Type 2 diabetes (T2D) increases skeletal fragility and fracture risk; however, the underlying mechanisms remain to be identified. Impaired bone vascular function, in particular insulin‐stimulated vasodilation and blood flow is a potential, yet unexplored mechanism. The purpose of this study was to determine the effects of T2D on femoral biomechanical properties, trabecular microarchitecture, and insulin‐stimulated bone vasodilation by comparison of hyperphagic Otsuka Long‐Evans Tokushima Fatty (OLETF) rats with normoglycemic control OLETF rats. Four‐week old, male OLETF rats were randomized to two groups: type 2 diabetes (O‐T2D) or normoglycemic control (O‐CON). O‐T2D were allowed ad libitum access to a rodent chow diet and O‐CON underwent moderate caloric restriction (30% restriction relative to intake of O‐T2D) to maintain normal body weight (BW) and glycemia until 40 weeks of age.

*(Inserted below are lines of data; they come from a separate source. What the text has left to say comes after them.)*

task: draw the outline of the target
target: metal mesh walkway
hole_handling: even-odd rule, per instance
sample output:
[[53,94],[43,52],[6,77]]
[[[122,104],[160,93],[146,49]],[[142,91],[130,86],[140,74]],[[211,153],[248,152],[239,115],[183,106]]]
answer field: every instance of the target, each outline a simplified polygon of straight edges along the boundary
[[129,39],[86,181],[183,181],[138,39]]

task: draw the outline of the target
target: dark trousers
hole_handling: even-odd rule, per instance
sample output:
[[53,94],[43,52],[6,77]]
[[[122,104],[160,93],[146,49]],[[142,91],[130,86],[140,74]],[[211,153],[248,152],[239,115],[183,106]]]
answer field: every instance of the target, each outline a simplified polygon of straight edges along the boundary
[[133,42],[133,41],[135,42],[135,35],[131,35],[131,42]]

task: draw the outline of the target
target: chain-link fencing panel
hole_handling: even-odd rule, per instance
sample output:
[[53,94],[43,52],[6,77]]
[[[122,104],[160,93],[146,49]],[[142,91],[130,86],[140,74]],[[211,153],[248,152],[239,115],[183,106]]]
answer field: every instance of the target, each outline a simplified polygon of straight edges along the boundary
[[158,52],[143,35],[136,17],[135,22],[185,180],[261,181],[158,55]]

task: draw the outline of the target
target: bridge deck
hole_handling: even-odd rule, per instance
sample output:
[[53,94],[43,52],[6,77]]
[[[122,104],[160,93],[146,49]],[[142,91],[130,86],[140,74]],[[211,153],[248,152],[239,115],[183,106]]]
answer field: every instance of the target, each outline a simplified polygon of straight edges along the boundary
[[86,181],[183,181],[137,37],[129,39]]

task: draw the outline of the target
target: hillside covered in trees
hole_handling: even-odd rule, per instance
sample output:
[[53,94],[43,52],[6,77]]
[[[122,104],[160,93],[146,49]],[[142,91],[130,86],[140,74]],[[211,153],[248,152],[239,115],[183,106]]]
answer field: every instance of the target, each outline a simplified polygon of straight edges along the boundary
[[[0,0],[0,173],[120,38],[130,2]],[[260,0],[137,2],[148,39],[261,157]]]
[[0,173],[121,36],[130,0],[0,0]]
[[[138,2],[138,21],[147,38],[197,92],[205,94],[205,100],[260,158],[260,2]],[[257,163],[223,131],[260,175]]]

Hyperphagic O‐T2D rats had significantly greater BW, body fat, and blood glucose than O‐CON. Total cross‐sectional area (Tt.Ar), cortical area (Ct.Ar), Ct.Ar/Tt.Ar, and polar moment of inertia of the mid‐diaphyseal femur adjusted for BW were greater in O‐T2D rats versus O‐CON. Whole‐bone biomechanical properties of the femur assessed by torsional loading to failure did not differ between O‐T2D and O‐CON, but tissue‐level strength and stiffness adjusted for BW were reduced in O‐T2D relative to O‐CON. Micro–computed tomography (μCT) of the distal epiphysis showed that O‐T2D rats had reduced percent bone volume, trabecular number, and connectivity density, and greater trabecular spacing compared with O‐CON. Basal tibial blood flow assessed by microsphere infusion was similar in O‐T2D and O‐CON, but the blood flow response to insulin stimulation in both the proximal epiphysis and diaphyseal marrow was lesser in O‐T2D compared to O‐CON. In summary, impaired insulin‐stimulated bone blood flow is associated with deleterious changes in bone trabecular microarchitecture and cortical biomechanical properties in T2D, suggesting that vascular dysfunction might play a causal role in diabetic bone fragility. © 2017 The Authors. JBMR Plus Published by Wiley Periodicals, Inc. on behalf of the American Society for Bone and Mineral Research.